RH: So it's the first thing you would do on a four-stroke snowbike?
NK: Yeah, by far. And it comes with a thermostat, which is one of the other first things you want to do on a four-stroke snowbike.
RH: So, you've had it on your KTM 450 all season. What do you feel it's doing on the snow?
NK: The bike heats up faster and it runs better right off the bat, because it's not over-fueled. It makes it so your oil doesn't fill with fuel because of the over-fueling when it's cold. It’s just a lot better for your bike, and your engine in that regard.
It's gonna run stronger all through the whole power curve, too. From first to fourth. We could pull taller gears in deep snow than stock bikes could, and that translates into more speed, more momentum and going farther before you run out of steam on a mountain.
RH: So, if I don't have something like this, why am I getting fuel in my oil? How does that happen?
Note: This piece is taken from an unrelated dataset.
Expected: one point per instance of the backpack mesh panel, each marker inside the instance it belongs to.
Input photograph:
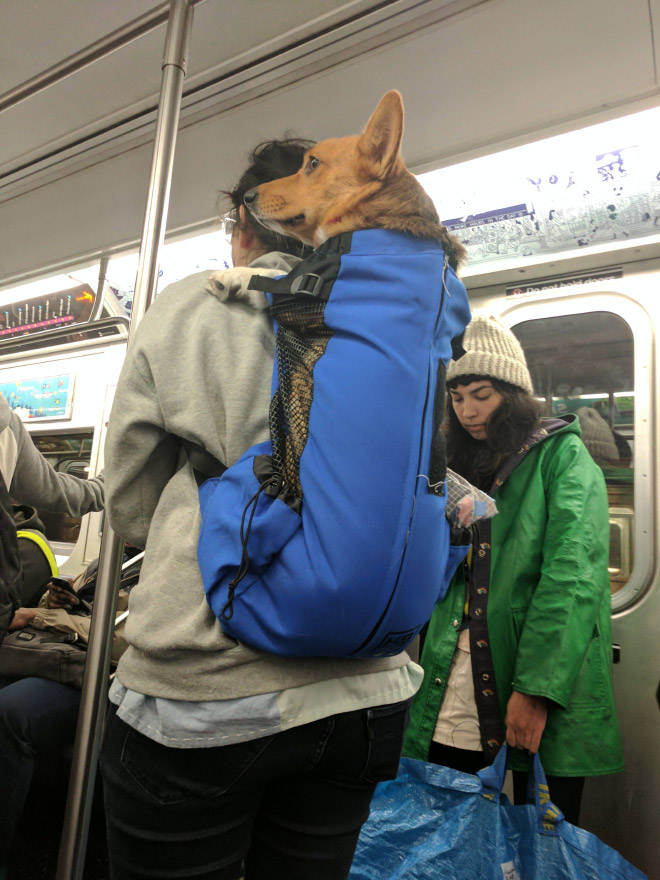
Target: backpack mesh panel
(302, 337)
NK: You’re getting fuel in your oil because your ECU senses that your coolant temperature is not reaching its set minimum temp for normal fueling. Fuel-injected bikes are made for use in warm weather and so hitting the normal operating temps are never a problem. The Wingman is programed to lower that set minimum operating temp and it actually cleans the fuel up on the bike until you get up to that operating temp. If you don't have that, your bike will in most cases never reach its optimum temp on it's own.
RH: So it’ll just run like it's still trying to warm up, add extra fuel like it has a choke on all the time?
NK: Yeah, you're just flushing gas through cylinder and you're washing past the rings and it's going into your oil and diluting your oil. You can run like that––guys have for years. But it’s not optimal and you’re sacrificing performance.
RH: You spent a lot of time last season on the snow and in trailers testing and tuning with the Raze guys as they developed this system. How was that?
NK: Those guys are meticulous. I was really impressed with how much time they spent with a laptop hooked up to it. They'd go up and make run after run after run and pass after pass and they would make sure the run was just perfect. Then they would come back and capture the data, send the information to their lab back in the MidWest and make necessary fuel map adjustments. Then go verify it or test it. The stuff that we wound up with when we installed the Wingman on my 450 was amazing.